Lilian Veron em 10/12/2013 00:22:24
Eu apoio a decisão. Por causa do andador, minha filha levou alguns tombos, mesmo eu tendo todo o cuidado com ela, alguns segundos são o suficiente para a criança correr e cair com o andador. Minha filha foi muito precoce, começou a andar sozinha com 10 meses e ficou 3 anos com as perninhas tortas, o médico me deu uma bronca quando eu disse que ela usou o andador, falou que deveria ser proibido a comercialização pois prejudica a criança.
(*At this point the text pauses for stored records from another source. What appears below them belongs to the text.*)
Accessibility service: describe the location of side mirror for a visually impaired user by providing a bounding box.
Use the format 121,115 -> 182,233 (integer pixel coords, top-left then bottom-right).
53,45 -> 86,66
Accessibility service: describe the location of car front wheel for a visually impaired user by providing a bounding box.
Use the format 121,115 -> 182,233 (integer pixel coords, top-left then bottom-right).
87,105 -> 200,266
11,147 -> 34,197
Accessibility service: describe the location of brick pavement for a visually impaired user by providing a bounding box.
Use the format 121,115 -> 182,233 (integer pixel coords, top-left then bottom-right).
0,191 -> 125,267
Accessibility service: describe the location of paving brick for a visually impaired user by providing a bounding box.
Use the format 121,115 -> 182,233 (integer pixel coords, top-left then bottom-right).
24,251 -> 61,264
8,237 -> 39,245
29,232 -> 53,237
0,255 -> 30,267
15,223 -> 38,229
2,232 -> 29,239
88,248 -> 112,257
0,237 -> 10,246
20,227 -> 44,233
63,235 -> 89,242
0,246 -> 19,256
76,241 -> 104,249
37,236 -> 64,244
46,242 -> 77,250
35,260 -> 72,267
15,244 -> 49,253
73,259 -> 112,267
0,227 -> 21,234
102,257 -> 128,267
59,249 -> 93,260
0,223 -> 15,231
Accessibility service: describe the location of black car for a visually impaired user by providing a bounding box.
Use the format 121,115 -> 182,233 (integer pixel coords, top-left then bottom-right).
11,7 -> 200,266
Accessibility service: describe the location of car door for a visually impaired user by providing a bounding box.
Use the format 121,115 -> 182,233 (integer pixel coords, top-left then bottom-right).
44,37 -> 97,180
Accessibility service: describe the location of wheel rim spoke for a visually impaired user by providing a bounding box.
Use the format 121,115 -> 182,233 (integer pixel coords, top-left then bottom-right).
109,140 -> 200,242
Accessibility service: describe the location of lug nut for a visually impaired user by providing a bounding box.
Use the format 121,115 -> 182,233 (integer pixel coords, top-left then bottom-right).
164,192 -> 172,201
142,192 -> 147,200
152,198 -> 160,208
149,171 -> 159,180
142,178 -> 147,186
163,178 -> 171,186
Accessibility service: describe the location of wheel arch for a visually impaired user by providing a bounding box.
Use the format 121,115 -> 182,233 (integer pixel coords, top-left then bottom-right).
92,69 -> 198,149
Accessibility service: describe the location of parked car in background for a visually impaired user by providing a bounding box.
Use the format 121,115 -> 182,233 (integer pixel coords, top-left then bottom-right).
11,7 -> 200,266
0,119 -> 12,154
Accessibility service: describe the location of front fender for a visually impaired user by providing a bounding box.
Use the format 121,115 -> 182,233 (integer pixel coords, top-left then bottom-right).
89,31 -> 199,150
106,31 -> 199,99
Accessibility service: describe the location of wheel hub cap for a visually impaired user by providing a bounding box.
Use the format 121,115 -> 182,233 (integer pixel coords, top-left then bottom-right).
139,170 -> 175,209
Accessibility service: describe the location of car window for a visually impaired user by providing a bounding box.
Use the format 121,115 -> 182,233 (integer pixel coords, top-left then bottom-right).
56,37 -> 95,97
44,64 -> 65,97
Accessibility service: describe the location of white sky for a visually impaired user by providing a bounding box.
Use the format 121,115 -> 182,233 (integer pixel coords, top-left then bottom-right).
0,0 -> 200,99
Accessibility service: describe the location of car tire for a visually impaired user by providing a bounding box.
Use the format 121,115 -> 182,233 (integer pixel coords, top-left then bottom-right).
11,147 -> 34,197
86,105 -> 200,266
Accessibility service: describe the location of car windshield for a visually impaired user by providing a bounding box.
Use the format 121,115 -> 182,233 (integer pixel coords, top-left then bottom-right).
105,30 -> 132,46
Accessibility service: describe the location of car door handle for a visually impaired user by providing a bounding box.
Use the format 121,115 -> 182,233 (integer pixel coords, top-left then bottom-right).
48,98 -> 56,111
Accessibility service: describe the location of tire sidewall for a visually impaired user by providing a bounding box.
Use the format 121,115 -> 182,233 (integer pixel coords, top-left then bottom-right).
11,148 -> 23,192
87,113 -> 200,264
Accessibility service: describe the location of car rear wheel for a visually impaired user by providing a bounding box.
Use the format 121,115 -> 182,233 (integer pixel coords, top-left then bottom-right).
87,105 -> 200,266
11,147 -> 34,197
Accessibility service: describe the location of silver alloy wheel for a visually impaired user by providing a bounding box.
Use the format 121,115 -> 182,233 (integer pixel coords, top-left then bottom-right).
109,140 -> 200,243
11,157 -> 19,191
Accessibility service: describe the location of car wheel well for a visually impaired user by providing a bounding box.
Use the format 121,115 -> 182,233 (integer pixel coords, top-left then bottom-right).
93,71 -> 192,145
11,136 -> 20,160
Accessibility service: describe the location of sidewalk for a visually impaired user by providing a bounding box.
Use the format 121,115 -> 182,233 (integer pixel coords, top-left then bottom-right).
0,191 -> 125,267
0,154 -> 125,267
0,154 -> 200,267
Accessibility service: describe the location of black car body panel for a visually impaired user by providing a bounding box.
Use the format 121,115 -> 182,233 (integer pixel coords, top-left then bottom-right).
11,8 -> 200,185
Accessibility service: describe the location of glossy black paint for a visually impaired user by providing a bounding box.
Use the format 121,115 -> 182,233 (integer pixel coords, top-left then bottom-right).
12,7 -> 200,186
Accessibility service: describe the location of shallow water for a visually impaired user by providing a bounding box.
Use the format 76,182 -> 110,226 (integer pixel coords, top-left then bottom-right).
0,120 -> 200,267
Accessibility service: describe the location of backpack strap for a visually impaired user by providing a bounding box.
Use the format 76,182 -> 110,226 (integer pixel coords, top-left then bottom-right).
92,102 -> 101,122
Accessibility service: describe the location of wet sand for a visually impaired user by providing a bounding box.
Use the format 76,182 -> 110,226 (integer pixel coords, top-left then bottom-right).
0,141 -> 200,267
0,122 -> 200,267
Bom, agora é proibido.
 
Simone Cortes em 10/12/2013 00:06:20
Antigamente não tinha nada dessas "engenhocas" e as crianças, que inclusive eram mais saudáveis, aprendiam a andar de modo bem natural, ou seja, tentando, caindo, levantando e tentando novamente, até conseguir. Nada, absolutamente nada justifica o uso dessas porcarias. Mesmo com o corre corre diário meu e da minha mulher, por opção de ambos, nossas filhas não usaram andadores.